Dans la guerre ordinaire, l'éloignement de ses devoirs dégrade et avilit; ici on se fait illusion sur le véritable motif qui nous dirige; on se trompe soi-même en s'abandonnant à une action réprouvée par un devoir positif, et dont cependant une espèce d'ovation est la récompense. Certes on rougirait si on se rendait bien compte de ses véritables impressions, et au contraire on prétend s'honorer.

Je crois avoir démontré, 1º que, le 27, il n'y avait pas d'autre conduite à tenir que celle qui fut suivie, c'est-à-dire pacifier sans combattre, puisque la force n'a pas été nécessaire; 2º qu'on ne pouvait pas laisser, le 28, les troupes en présence de la révolte, sous peine de les voir se pervertir, et la révolte se constituer et s'organiser; 3º qu'on ne pouvait pas évacuer Paris, car c'était renoncer à tout, et qu'il fallait agir tout en reconnaissant l'empire des circonstances et les immenses difficultés à surmonter. On pouvait supposer, et c'était mon opinion, que vingt à trente mille mécontents prendraient les armes, se présenteraient aux troupes sur le boulevard et sur les places. Les troupes, marchant avec des moyens organisés, devaient, si l'on commettait contre elles des hostilités, tout renverser, tout pulvériser. C'était la foudre qui sillonnait dans les principales directions, et alors chacun rentrait chez lui pour y chercher un asile. Une crainte salutaire rétablissait la tranquillité et tout était fini; mais, du moment où les groupes se sont dispersés sans combattre et où les hostilités sont parties des maisons, du moment où il est devenu évident que la population entière prenait part à l'action, la question était résolue et les armes n'avaient plus rien à faire.

Mais les troupes, une fois arrivées, ne pouvaient plus rétrograder avant la nuit et suspendre leur feu, qu'au moment où les Parisiens auraient cessé le leur. De là il est résulté un long combat.

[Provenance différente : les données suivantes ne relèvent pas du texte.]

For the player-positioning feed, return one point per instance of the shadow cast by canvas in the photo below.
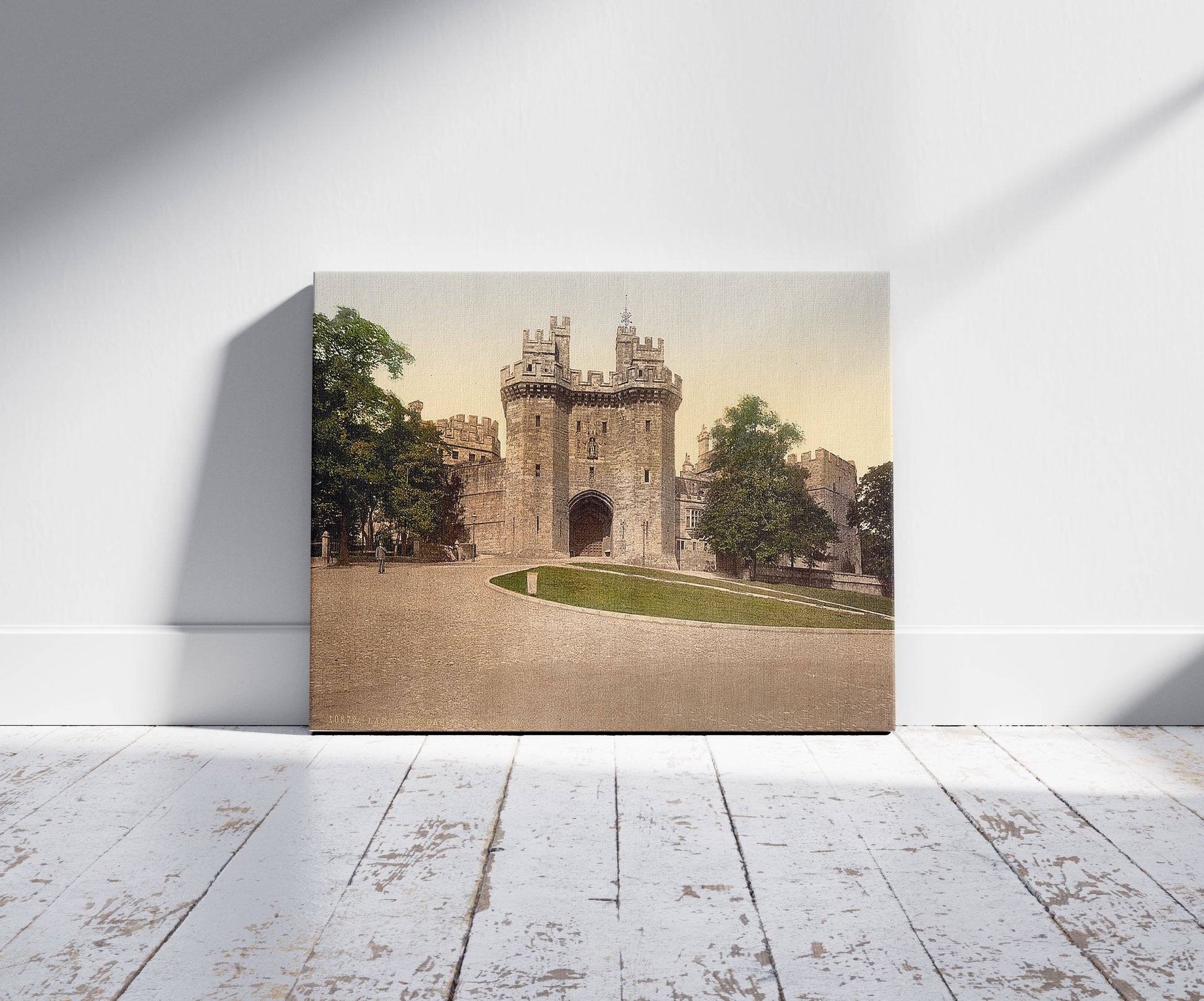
(111, 79)
(958, 253)
(243, 585)
(1178, 702)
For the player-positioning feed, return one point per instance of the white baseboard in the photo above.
(245, 675)
(166, 675)
(1050, 676)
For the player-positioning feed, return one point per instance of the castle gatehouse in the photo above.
(589, 466)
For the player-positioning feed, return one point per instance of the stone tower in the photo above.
(590, 460)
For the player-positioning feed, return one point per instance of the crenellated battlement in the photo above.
(544, 362)
(826, 470)
(481, 437)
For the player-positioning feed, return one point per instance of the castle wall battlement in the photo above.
(470, 439)
(540, 369)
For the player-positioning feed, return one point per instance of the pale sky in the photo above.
(814, 345)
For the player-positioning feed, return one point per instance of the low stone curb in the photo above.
(629, 616)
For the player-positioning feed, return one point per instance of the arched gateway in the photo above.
(590, 515)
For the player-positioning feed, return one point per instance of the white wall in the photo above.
(1028, 171)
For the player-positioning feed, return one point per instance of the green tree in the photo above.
(422, 496)
(873, 515)
(758, 509)
(351, 412)
(375, 460)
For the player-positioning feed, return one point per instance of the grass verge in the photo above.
(871, 603)
(642, 595)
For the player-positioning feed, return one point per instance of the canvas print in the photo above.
(602, 502)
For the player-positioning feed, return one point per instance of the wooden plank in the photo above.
(835, 926)
(989, 937)
(689, 927)
(547, 922)
(400, 928)
(41, 770)
(1156, 831)
(92, 941)
(14, 739)
(252, 932)
(45, 852)
(1137, 934)
(1168, 757)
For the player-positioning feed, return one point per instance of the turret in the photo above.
(560, 340)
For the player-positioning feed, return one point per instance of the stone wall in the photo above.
(470, 440)
(484, 506)
(832, 483)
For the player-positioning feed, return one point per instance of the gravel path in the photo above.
(425, 647)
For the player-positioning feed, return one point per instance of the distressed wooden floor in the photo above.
(965, 863)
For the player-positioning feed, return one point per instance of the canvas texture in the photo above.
(602, 502)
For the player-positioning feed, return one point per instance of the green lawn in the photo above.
(872, 603)
(647, 596)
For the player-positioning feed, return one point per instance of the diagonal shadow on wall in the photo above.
(243, 593)
(1178, 702)
(940, 264)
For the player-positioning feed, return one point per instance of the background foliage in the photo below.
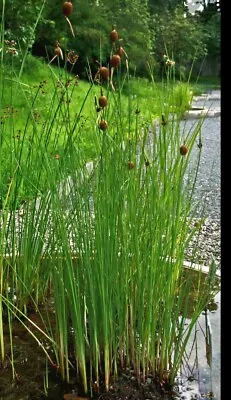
(146, 30)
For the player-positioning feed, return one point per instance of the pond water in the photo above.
(200, 374)
(209, 173)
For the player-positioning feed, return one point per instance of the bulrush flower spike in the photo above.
(67, 11)
(58, 52)
(102, 100)
(113, 35)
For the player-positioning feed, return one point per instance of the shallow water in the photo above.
(209, 174)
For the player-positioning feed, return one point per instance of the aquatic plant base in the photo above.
(195, 380)
(198, 380)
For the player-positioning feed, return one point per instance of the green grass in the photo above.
(100, 252)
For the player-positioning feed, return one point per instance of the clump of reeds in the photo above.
(98, 250)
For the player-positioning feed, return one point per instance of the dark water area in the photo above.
(36, 379)
(207, 190)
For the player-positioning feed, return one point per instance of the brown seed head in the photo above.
(183, 150)
(102, 101)
(131, 164)
(104, 72)
(114, 35)
(103, 125)
(115, 60)
(67, 8)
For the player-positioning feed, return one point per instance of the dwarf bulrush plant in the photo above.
(97, 247)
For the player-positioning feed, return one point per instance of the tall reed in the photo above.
(97, 249)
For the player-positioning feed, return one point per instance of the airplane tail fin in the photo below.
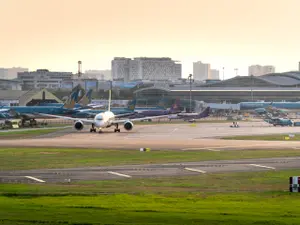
(70, 103)
(109, 96)
(161, 104)
(86, 99)
(131, 105)
(204, 113)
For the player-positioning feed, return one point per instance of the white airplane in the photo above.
(103, 120)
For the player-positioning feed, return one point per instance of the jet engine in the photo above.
(128, 125)
(78, 125)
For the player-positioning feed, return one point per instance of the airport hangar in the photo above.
(26, 98)
(270, 87)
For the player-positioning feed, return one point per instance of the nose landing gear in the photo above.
(93, 129)
(117, 128)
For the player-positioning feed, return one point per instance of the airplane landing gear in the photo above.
(93, 129)
(117, 128)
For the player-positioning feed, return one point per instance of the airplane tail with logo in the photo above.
(73, 98)
(204, 113)
(175, 108)
(161, 104)
(131, 105)
(86, 99)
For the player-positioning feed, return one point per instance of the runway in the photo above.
(164, 137)
(147, 171)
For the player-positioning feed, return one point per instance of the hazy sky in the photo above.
(231, 33)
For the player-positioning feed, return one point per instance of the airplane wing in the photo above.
(142, 118)
(68, 118)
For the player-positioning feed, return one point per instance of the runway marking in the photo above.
(268, 167)
(173, 130)
(195, 170)
(209, 149)
(118, 174)
(36, 179)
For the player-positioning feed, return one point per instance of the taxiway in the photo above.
(165, 137)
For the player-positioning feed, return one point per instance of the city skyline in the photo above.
(231, 34)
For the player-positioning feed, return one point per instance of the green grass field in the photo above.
(14, 134)
(272, 137)
(35, 158)
(249, 198)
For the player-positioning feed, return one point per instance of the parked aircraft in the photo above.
(156, 112)
(31, 112)
(192, 117)
(278, 121)
(271, 110)
(291, 106)
(103, 120)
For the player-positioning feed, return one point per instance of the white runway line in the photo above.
(209, 149)
(119, 174)
(173, 130)
(262, 166)
(194, 170)
(36, 179)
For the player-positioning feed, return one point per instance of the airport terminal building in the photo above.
(270, 87)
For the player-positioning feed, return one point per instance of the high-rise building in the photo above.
(43, 79)
(214, 74)
(120, 68)
(143, 68)
(98, 74)
(258, 70)
(11, 73)
(201, 71)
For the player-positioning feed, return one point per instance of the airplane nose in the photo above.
(99, 124)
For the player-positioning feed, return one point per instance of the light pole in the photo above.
(223, 72)
(252, 87)
(190, 79)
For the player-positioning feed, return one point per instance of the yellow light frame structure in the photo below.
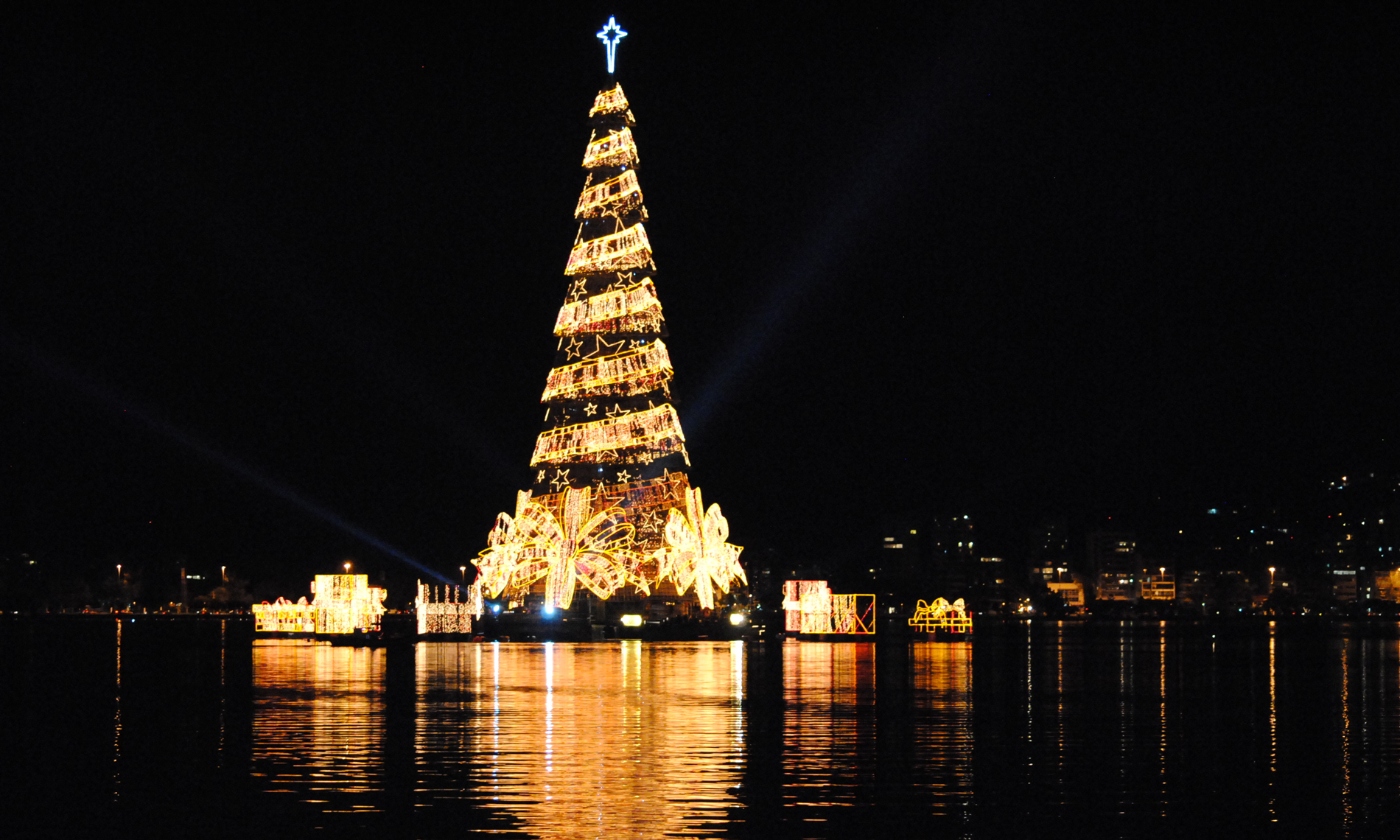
(630, 308)
(941, 616)
(616, 149)
(628, 248)
(284, 616)
(346, 603)
(629, 373)
(698, 553)
(609, 197)
(612, 101)
(813, 609)
(573, 546)
(645, 434)
(447, 609)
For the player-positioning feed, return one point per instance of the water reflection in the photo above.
(586, 740)
(1099, 728)
(318, 721)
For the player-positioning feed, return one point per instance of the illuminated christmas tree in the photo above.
(611, 507)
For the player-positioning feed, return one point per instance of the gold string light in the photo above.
(575, 547)
(643, 435)
(698, 553)
(609, 197)
(629, 248)
(615, 149)
(812, 608)
(630, 308)
(611, 101)
(629, 373)
(939, 615)
(284, 616)
(617, 531)
(446, 609)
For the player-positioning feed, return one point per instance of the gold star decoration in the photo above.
(560, 479)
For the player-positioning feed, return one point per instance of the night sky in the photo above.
(278, 284)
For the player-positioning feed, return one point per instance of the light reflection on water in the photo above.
(586, 740)
(1068, 731)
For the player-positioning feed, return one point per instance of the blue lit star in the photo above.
(611, 35)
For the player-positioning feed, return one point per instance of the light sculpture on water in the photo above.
(284, 616)
(629, 373)
(629, 308)
(941, 616)
(698, 553)
(574, 547)
(647, 433)
(611, 507)
(813, 609)
(614, 252)
(346, 602)
(447, 609)
(342, 603)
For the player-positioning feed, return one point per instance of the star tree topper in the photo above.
(611, 35)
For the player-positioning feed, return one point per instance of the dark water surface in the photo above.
(191, 728)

Les troupes étaient insuffisantes pour remplir la tâche immense qu'on leur avait préparée, et cependant elles ont pu exécuter tout ce que je leur avais prescrit. Malgré le changement survenu dans les circonstances, aucun danger ne les a arrêtées, et elles ont répondu à tout ce qu'on pouvait attendre de braves et valeureux soldats. Il fallait, pour rendre possible le succès de l'opération, n'avoir devant soi, comme je l'ai dit plus haut, qu'une partie de la population de Paris et non la population presque entière. On pouvait, et on devait le croire, je l'ai cru et en cela je me suis trompé, mais il en était encore bien autrement: c'était pour ainsi dire à toute la France qu'on avait affaire. Partout et simultanément dans toutes les villes, la révolte éclata. Versailles, Saint-Germain même, si près de Saint-Cloud, fermèrent leurs portes aussitôt après la sortie des troupes qui les occupaient et commirent des hostilités. L'insurrection, comme un incendie, gagna les campagnes autour de Paris, et en un moment les troupes ne possédaient plus que le terrain sur lequel elles étaient campées.